There’s a scene where one of the white students claims that the hardest thing to be in the American job force is an educated white male, since all of the black kids (and he references Obama) are using affirmative action to their benefit and taking up spots that otherwise would go to a more qualified white student. The assumption obviously being that black students at an Ivy League institution don’t make it there on their own merits. While his overtly racist dogma is manipulated for laughs and serves as a clear indicator to white viewers of whom not to align with (the white savior figure would come later in the film), I couldn’t help but get upset that Sam White, one of the main protagonists, doesn’t have a better response to his accusations than offering up an apology for all of the white people whose spots they were taking and kicking him out of the dining hall.

Being someone who’s actually witnessed a white girl attribute a “large” black student population to affirmative action, and in the same year that UCLA made headlines for admitting the Infamous 96 (the smallest number of black students of any freshman class in decades, around 2.2%), the scene infuriated me. Although I received vindication in that lecture hall from the professor who politely enlightened her with the earth-shattering news that, in 1996, the ballot measure Prop 209 barred California state schools from considering race in employment or admissions, I didn’t receive that same vindication in the theater at Sundance.

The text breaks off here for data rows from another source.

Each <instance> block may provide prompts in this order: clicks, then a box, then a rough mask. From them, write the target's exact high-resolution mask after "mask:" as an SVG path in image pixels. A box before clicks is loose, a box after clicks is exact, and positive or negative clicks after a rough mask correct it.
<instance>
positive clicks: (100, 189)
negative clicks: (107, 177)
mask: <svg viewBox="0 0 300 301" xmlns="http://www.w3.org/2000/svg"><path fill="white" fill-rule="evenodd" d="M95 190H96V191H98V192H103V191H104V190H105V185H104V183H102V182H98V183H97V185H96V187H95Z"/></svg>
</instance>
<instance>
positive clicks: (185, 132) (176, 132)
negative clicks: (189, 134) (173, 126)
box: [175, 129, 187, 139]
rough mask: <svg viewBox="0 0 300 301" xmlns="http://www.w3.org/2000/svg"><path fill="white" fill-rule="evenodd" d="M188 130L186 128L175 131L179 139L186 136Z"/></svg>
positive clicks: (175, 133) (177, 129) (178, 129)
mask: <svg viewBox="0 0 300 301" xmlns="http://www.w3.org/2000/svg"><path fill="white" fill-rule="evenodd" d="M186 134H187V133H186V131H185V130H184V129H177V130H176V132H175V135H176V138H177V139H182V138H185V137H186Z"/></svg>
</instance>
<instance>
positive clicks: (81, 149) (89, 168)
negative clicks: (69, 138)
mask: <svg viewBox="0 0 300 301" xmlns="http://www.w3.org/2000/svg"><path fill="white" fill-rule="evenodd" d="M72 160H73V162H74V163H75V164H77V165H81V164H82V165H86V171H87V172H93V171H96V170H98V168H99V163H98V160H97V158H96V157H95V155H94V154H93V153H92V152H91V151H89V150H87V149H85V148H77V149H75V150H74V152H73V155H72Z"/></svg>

Not that I was obligated to. The movie is a satire, and deals in stereotypes and caricatures. Still I can't help but feel that this particular subject matter seems uniquely different in consideration of typical black representation in popular media, and would be better served with a different form. Despite Simien’s disclaimer at the beginning of the film that the characters portrayed where “hyperreal,” when it comes down to a group of people who are so widely lampooned through mainstream media images that aren’t intended to be satirical, I think it would be quite difficult for anyone who gleaned their understanding of black culture through the same potentially negative entities that Simien references (BET, reality television, hip-hop music, Tyler Perry films etc.) to distinguish between character and caricature.

There’s another scene where, in a moment of frustration, CoCo, a black girl from the South Side of Chicago who wears a jet black straight weave, blue contact lenses, and ridiculously long eyelashes, says, “These people don’t give a fuck about no Harriett motherfucking Tubman." That reminded me of the time when one of my classmates spoke about the Underground Railroad as if it were an actual subterranean transit system. I wish I were making that up. I wish I had watched those moments from the safety of a seat in a movie theater. This is likely the exact type of emotion that Simien is trying to invoke, yet it was still an isolating feeling for me in a sea of Sundance attendees, who seemed like they were watching a completely different film. There were just as many times that I laughed alone as there were times when I was the only one not laughing. It wasn’t a situation where people were laughing at inappropriate times—again the movie is funny and there isn’t a single joke in there that anyone should feel uncomfortable laughing at. But who laughs and when is telling.

Dear White People culminates in a race-themed bash reminiscent of the Black Out Party, the one recently thrown by the white members of Arizona State’s Tau Kappa Epsilon fraternity for Martin Luther King, Jr. Day. Those attending the TKE event were encouraged to wear jerseys, fitted baseball caps, bandanas, and other stereotypical attire while drinking out of watermelon cups. Conveniently the tasteless soiree made headlines just days prior to Dear White People’s premiere, making the film's closing scenes all the more relevant.

Justin Simien is bold. Tackling difficult subjects like racial tension and cultural identity formation is bound to elicit criticism from every direction. I applaud his efforts at even entering such a contentious arena. Simien, a noted Spike Lee fan, clearly positions Dear White People to be an updated version of the renown black filmmaker’s 1988 collegiate musical drama School Daze. Better that he had tried for the grit of Lee’s polemical satire on minstrelsy, Bamboozled.